An excerpt from Review Essay: The Life and Times of the Underground Press

On The Ground: An Illustrated Anecdotal History of the Sixties Underground Press in the U.S.,[32] embraced the oral-history recollections of numerous participants. Editor Sean Stewart, a native Jamaican who’d curated a 2009 underground press exhibit in the San Francisco bookstore/gallery he then owned, produced what his publisher said was “neither meant to be an official nor comprehensive history.”[33] Stewart wanted to remain “faithful to the established historical narrative.” But, as he said, “my focus is strictly on the atmospherics—trying to get a handle on what things were like day-to-day in the underground press.”[34]

Stewart does succeed in re-animating the ethos of the underground press experience. A nice editing job distributed reminiscences by rough chronology and key topics: “participants or reporters,” design, distribution, sectarianism, repression, burnout and legacy. Interviewees accentuated the positive; few were disillusioned. There was nostalgia, and PG-13 eliding of coups and correctness—but also a sense of accomplishment and a continuing feistiness about having confronted war-makers and bigots. Here’s Thorne Dreyer of the Texas papers Rag and Space City—still an activist—summing up in Stewart’s “Legacy” section.

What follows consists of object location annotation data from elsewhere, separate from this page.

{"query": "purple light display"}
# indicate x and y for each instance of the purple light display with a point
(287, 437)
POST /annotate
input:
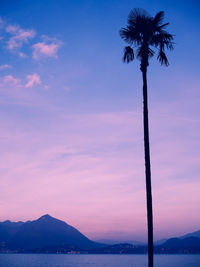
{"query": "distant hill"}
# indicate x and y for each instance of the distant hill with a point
(43, 232)
(50, 235)
(180, 245)
(114, 242)
(195, 234)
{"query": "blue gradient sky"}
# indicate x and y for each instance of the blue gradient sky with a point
(71, 138)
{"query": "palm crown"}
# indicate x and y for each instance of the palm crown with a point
(144, 33)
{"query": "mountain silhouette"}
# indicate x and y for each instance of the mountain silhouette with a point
(43, 232)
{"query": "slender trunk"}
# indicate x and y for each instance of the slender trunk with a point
(147, 169)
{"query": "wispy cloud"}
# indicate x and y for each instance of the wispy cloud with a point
(5, 66)
(47, 48)
(10, 80)
(33, 79)
(18, 38)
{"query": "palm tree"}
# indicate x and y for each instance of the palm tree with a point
(144, 32)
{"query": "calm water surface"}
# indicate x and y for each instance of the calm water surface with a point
(53, 260)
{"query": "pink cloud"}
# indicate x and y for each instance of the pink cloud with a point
(42, 49)
(5, 66)
(33, 79)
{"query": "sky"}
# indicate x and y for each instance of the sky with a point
(71, 133)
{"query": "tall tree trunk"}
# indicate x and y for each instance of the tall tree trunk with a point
(147, 169)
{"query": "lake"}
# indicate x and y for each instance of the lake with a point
(61, 260)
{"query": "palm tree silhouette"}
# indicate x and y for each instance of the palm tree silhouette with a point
(144, 32)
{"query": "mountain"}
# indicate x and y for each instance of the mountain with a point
(43, 232)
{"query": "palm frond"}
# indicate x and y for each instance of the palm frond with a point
(162, 58)
(130, 35)
(141, 51)
(163, 39)
(128, 54)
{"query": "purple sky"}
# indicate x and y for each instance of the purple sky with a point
(71, 136)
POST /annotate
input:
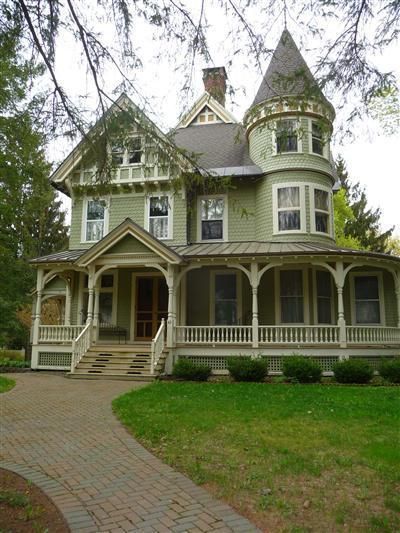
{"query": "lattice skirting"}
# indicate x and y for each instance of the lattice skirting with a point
(54, 359)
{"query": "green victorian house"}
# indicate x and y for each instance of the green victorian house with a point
(244, 262)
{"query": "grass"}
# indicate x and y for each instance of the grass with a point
(6, 384)
(289, 457)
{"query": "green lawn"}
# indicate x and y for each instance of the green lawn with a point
(290, 457)
(6, 384)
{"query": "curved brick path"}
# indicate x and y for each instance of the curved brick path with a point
(61, 434)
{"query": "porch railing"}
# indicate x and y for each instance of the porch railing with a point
(213, 334)
(372, 335)
(157, 346)
(298, 334)
(81, 345)
(57, 334)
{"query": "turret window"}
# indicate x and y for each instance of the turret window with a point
(286, 136)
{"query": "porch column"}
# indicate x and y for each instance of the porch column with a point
(38, 309)
(340, 278)
(254, 289)
(68, 297)
(89, 313)
(171, 306)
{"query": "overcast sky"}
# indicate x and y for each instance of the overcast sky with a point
(371, 157)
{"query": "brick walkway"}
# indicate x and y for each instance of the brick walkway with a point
(61, 434)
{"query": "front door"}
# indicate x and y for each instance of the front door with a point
(151, 305)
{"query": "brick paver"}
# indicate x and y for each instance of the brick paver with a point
(62, 434)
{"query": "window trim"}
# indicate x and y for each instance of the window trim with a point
(224, 217)
(274, 137)
(85, 202)
(325, 148)
(239, 306)
(312, 188)
(302, 207)
(306, 299)
(315, 297)
(170, 215)
(379, 276)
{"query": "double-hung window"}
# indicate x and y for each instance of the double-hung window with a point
(321, 211)
(367, 304)
(291, 297)
(159, 211)
(286, 136)
(95, 220)
(212, 211)
(288, 208)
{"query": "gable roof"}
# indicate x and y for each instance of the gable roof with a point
(128, 227)
(287, 74)
(206, 100)
(221, 148)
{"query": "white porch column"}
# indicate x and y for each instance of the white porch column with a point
(340, 278)
(38, 309)
(254, 281)
(171, 306)
(68, 298)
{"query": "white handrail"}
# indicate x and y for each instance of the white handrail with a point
(81, 345)
(157, 346)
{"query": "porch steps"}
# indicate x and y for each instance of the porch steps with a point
(125, 362)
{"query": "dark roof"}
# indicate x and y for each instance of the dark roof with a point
(68, 256)
(218, 146)
(287, 74)
(269, 248)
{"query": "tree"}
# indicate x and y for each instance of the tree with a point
(31, 221)
(363, 225)
(345, 63)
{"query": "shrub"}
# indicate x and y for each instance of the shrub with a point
(186, 369)
(390, 370)
(353, 371)
(247, 369)
(301, 369)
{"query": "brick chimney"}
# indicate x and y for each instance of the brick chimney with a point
(215, 83)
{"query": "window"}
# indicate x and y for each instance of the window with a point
(317, 142)
(159, 214)
(286, 136)
(225, 302)
(324, 297)
(291, 297)
(212, 219)
(367, 299)
(95, 217)
(321, 211)
(289, 212)
(135, 151)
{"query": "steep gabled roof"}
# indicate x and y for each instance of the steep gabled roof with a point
(288, 74)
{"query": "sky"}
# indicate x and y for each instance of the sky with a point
(371, 157)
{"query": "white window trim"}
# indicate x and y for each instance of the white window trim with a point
(224, 218)
(325, 149)
(302, 208)
(299, 137)
(239, 306)
(330, 210)
(378, 275)
(170, 214)
(315, 297)
(106, 199)
(306, 301)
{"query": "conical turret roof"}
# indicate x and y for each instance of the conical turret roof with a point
(287, 74)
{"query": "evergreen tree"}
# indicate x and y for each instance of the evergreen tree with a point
(364, 225)
(31, 221)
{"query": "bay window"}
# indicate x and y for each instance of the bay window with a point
(212, 212)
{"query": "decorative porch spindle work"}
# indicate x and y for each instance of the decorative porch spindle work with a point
(56, 334)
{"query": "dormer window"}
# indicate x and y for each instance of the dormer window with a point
(212, 215)
(286, 136)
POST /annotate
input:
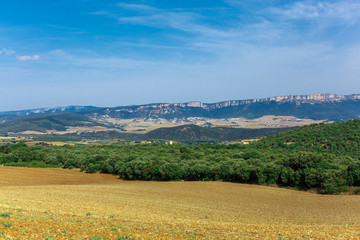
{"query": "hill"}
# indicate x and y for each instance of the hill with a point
(288, 111)
(341, 139)
(323, 157)
(316, 107)
(190, 133)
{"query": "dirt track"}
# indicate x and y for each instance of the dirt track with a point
(63, 204)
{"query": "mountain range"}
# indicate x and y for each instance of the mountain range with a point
(280, 111)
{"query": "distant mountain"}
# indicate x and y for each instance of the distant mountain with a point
(316, 106)
(143, 118)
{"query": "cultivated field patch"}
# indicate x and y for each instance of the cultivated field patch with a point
(64, 204)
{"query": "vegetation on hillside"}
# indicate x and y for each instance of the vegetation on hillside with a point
(321, 156)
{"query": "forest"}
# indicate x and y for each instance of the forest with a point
(321, 157)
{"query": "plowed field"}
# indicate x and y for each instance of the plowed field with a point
(64, 204)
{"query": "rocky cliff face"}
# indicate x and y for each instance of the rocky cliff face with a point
(164, 108)
(312, 98)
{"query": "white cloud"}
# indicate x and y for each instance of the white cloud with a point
(345, 10)
(7, 51)
(29, 58)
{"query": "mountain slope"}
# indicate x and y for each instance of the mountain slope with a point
(317, 107)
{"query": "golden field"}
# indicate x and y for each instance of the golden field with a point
(65, 204)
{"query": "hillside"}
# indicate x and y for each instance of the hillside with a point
(275, 112)
(317, 107)
(323, 157)
(188, 133)
(341, 139)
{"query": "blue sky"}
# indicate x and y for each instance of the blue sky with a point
(113, 53)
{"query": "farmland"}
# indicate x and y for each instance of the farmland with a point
(67, 204)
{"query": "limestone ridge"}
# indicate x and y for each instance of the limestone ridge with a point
(332, 107)
(315, 106)
(312, 98)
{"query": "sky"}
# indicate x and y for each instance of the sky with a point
(116, 53)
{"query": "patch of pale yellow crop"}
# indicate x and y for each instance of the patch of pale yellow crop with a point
(63, 204)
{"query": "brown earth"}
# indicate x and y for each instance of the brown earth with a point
(64, 204)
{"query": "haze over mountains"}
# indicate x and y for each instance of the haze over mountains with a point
(273, 112)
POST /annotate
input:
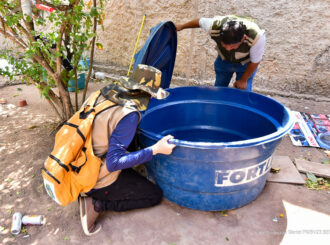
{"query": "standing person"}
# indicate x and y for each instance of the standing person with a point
(240, 45)
(119, 187)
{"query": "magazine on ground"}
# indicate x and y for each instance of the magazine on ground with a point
(311, 130)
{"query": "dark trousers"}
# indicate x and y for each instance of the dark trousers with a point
(130, 191)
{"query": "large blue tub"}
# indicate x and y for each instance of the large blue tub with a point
(225, 141)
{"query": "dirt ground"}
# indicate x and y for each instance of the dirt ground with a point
(26, 140)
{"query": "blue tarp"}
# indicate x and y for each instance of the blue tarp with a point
(159, 51)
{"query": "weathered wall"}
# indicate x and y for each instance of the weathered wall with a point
(298, 39)
(297, 56)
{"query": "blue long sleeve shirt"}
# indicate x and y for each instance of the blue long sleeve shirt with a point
(117, 158)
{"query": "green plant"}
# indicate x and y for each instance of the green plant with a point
(51, 44)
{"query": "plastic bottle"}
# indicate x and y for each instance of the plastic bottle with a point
(16, 223)
(33, 220)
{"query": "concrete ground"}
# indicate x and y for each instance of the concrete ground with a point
(282, 214)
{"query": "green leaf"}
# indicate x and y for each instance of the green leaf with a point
(311, 177)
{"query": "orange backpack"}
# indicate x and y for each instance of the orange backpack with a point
(72, 168)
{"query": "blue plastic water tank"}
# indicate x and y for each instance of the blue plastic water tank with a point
(225, 141)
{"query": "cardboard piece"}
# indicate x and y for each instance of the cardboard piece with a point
(288, 173)
(318, 169)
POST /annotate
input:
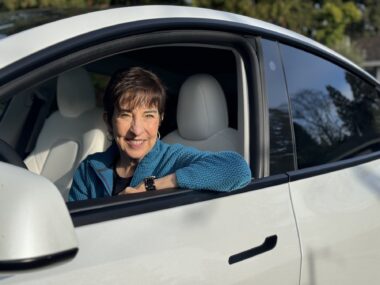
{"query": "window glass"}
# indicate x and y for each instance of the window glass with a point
(281, 148)
(336, 114)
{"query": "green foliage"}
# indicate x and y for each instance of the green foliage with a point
(61, 4)
(292, 14)
(332, 19)
(243, 7)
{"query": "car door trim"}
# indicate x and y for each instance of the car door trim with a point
(332, 166)
(104, 209)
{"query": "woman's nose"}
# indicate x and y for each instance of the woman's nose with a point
(137, 126)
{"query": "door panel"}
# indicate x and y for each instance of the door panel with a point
(187, 245)
(338, 221)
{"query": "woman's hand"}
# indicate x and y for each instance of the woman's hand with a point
(166, 182)
(131, 190)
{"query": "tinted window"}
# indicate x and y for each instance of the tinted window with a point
(281, 148)
(336, 114)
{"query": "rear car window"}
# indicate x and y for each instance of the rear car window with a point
(336, 114)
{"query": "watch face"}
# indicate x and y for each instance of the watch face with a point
(149, 183)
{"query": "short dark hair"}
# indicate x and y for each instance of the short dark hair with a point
(134, 87)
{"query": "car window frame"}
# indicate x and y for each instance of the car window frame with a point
(100, 210)
(298, 174)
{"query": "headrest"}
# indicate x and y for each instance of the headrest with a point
(75, 93)
(202, 109)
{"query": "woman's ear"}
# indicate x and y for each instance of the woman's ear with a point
(105, 119)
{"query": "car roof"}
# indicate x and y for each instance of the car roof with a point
(25, 43)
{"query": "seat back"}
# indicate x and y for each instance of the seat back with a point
(69, 134)
(202, 116)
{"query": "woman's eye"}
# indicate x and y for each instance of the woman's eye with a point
(125, 115)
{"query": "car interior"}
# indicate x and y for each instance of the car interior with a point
(54, 125)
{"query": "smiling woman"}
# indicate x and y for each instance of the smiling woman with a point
(137, 161)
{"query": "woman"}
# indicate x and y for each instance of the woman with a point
(137, 160)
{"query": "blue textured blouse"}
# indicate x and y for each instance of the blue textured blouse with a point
(199, 170)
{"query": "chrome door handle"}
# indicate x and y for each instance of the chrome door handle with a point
(268, 244)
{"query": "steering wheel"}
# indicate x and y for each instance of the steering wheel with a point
(9, 155)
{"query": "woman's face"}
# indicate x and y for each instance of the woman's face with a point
(135, 131)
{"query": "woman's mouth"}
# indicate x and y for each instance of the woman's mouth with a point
(135, 143)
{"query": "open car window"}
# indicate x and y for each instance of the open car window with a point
(53, 141)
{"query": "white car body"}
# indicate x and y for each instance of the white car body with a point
(324, 219)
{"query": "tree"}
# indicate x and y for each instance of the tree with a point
(243, 7)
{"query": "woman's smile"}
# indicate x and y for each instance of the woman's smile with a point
(135, 131)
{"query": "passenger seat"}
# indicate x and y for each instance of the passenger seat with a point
(202, 116)
(69, 134)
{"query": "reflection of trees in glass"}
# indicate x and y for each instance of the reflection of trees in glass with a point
(315, 113)
(329, 124)
(281, 144)
(357, 114)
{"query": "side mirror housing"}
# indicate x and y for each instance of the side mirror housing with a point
(36, 229)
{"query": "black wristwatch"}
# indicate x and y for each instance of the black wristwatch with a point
(149, 183)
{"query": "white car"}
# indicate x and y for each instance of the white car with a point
(306, 119)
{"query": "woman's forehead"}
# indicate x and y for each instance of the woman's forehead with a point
(138, 100)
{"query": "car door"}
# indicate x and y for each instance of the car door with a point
(335, 193)
(182, 236)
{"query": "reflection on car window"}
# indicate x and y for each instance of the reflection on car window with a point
(336, 114)
(281, 147)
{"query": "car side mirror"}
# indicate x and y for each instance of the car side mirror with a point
(36, 229)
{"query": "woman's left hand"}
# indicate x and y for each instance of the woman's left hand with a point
(131, 190)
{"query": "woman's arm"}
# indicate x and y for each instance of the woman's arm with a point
(78, 190)
(218, 171)
(165, 182)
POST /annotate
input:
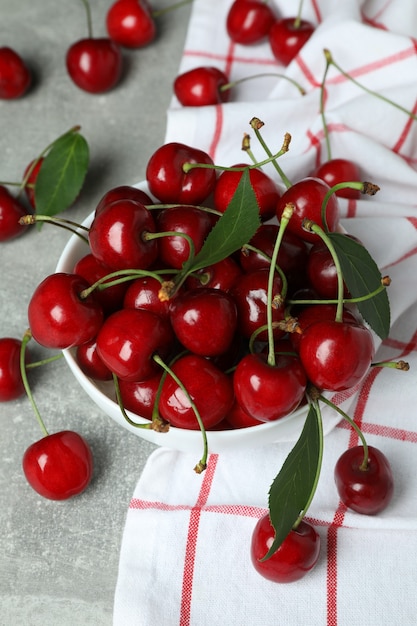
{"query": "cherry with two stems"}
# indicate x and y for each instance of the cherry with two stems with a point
(94, 64)
(58, 466)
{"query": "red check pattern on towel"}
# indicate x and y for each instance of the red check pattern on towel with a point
(185, 551)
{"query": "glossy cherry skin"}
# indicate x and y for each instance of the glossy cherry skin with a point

Everybody all felt like they were changing the world…There were phenomenal changes happening. We were also delusional in lots of ways. We saw revolution—a total revolution—and our goals were so large that anything that happened would have fallen short…
We created institutions that were reflective of what we believed…and the underground press was the most significant of those.[35]

On The Ground’s liveliness is reinforced by perhaps 100 covers, comix, illustrations and photos. As Jonah Raskin, a biographer of ‘60s Yippie activist Abbie Hoffman, has noted, these illustrations could be at once dynamic, sexist and violent. But, Raskin added, Stewart’s array “comes closer than [McMillian’s and Wachsberger’s books] to the spirit of the in-your-face underground papers.”[36]